The world’s biggest dairy exporter forecast a farmgate milk payout for the coming season of $7 per kilogram of milk solids, down from a revised $8.40/kgMS for the current season. The total cash payout for 2015, including dividends, will be announced in July. The company today affirmed the guidance it gave in December for 2014 earnings before interest and tax of $500 million to $600 million, down from normalised Ebit of $1 billion in 2013. It didn’t give an estimate for 2015. Its dividend forecast was kept unchanged at 10 cents a share, having been slashed by two thirds in December. At the same time, Fonterra expects milk supply for next season of 1.6 million kgMS, up 2 percent on the current season forecast of 1.58 million kgMS.

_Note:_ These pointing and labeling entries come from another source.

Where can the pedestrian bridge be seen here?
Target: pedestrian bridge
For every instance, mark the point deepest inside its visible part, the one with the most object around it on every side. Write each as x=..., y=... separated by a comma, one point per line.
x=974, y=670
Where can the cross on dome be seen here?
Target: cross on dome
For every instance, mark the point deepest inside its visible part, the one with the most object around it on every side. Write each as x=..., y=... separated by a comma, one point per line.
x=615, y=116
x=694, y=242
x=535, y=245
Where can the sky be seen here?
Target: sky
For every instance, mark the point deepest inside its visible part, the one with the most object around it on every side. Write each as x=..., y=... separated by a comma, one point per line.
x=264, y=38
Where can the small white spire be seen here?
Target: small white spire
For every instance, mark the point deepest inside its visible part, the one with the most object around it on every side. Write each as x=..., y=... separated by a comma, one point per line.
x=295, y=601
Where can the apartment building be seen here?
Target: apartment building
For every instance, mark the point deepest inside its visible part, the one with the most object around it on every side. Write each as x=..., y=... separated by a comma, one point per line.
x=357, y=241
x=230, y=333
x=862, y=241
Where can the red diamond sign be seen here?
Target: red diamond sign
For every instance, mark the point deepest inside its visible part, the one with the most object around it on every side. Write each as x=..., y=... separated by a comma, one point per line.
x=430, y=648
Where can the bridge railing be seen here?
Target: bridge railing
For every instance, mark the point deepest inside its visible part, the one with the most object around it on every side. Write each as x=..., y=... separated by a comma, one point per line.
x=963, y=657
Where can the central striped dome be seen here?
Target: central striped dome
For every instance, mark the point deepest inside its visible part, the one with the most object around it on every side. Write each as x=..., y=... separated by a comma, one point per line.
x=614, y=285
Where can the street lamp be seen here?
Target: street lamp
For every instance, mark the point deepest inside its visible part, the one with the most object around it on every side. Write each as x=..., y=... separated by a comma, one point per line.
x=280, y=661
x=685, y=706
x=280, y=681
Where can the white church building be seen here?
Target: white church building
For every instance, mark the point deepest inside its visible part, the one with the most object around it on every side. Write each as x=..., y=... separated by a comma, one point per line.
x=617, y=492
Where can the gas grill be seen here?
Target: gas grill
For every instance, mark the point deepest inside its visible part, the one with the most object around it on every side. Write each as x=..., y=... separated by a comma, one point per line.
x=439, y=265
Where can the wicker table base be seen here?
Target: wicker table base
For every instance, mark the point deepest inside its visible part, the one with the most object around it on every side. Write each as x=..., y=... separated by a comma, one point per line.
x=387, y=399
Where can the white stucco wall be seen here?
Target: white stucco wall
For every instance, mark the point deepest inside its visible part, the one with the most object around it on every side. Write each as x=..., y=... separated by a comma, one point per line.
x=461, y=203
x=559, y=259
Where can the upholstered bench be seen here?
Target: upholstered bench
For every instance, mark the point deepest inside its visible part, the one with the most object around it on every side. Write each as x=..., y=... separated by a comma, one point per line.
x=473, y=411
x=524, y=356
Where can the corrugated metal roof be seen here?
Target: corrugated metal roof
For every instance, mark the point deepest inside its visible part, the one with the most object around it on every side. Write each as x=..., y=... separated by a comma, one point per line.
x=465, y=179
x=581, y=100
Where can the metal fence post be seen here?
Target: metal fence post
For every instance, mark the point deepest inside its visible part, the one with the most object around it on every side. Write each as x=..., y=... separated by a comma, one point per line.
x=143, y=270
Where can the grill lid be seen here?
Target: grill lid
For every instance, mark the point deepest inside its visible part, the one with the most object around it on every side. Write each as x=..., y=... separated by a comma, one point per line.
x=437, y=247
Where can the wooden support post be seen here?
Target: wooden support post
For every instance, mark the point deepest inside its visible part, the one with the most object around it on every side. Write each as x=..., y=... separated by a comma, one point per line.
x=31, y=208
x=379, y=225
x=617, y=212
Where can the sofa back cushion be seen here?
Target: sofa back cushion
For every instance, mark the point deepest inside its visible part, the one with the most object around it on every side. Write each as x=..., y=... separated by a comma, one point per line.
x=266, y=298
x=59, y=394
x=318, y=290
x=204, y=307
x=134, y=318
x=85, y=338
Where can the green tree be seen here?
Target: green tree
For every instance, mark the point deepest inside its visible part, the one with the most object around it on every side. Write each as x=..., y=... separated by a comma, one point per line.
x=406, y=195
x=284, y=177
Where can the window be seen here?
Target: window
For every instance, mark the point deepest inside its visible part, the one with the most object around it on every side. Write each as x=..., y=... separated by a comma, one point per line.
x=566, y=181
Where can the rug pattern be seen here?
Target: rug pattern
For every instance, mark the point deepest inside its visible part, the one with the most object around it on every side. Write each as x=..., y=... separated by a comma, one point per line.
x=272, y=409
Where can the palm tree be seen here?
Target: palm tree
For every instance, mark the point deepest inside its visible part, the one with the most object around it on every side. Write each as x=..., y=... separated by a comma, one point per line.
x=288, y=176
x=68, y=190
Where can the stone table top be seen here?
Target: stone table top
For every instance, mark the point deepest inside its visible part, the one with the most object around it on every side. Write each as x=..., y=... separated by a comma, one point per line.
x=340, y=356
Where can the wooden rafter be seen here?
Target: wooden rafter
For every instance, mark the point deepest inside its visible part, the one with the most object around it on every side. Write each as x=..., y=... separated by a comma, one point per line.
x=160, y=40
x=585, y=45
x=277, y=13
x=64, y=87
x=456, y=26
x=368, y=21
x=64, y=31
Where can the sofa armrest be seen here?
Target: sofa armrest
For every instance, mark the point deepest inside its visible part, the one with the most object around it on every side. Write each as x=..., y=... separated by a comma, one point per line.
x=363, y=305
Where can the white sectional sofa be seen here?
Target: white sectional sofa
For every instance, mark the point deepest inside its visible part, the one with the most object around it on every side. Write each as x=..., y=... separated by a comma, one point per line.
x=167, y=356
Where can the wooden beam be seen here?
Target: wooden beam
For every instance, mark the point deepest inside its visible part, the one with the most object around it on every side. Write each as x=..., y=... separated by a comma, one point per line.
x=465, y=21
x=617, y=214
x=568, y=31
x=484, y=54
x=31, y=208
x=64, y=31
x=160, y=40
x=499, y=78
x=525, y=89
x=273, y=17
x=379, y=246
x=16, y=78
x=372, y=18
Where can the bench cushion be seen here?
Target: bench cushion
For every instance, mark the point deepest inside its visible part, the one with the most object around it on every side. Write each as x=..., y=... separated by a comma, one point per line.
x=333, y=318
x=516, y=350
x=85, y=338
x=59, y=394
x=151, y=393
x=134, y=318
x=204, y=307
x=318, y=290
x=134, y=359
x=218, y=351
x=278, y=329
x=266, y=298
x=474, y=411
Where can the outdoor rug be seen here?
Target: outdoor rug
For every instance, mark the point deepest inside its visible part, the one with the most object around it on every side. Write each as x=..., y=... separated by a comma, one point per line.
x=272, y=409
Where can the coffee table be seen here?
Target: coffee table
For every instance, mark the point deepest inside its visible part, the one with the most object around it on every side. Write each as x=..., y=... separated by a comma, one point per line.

The reduced payouts would all up take about $2.6 billion out of the domestic economy in the next 18 months, amounting to about 1.1 percent of gross domestic product, according to Con Williams, rural economist at ANZ Bank. But farmers’ cash flow “is likely to step up a bit,” he said. “One of the stories that has been missed is the productivity story.”
“The coming year’s milk price forecast would be the fourth highest on record if achieved and the dividend still needs to be added,” Williams said. “From a profitability and cash flow point of view farmers will still be in a very good position over the coming 12 months. In fact cash flow is likely to be very similar to the past 12 months.”
The kiwi dollar climbed after the Fonterra announcement and was recently at 85.62 US cents, from 85.38 cents immediately before. The forecast 2015 payout is in the middle of the $6.50 and $7.50 per kg/MS expected by economists, who saw a cut as inevitable give the decline in dairy prices, according to Bank of New Zealand.
Dairy product prices have dropped 23 percent since Fonterra’s board forecast a record milk payout in February. The board had used its discretion that month to keep the forecast payout 70 cents lower than what it would be using calculations from the regulated milk price manual, citing a production mismatch where the price of whole and skim milk powder surged ahead of higher margin products such as cheese and butter.
Fonterra has flagged $400 million to $500 million of additional capital spending over the next three or four years building new capacity to reduce product mix constraints. That will include two new milk powder plants, one each in the North and South islands, the company said today.
Dairy product prices fell to a new 15-month low in the latest GlobalDairyTrade auction last week, after spiking up in early 2013, and Fonterra chief executive Theo Spierings expects more volatility in global markets. “Dairy commodity prices have come off the peak reached in early February this year, as global supply and demand have rebalanced,” he said. “The shift in supply and demand over the past few months showed that volatility continued to exert a strong influence over the global outlook for dairy.”
“There is currently more milk available for the international market to absorb,” Spierings said. “We expect demand from China to remain strong. In Russia, there will be pressure on the balance between imports and local production. These factors are expected to continue influencing the supply-demand balance.”
Units in the Fonterra Shareholders’ Fund, which gives investors exposure to the group’s dividends, were unchanged at $6, and have gained 3.5 percent this year.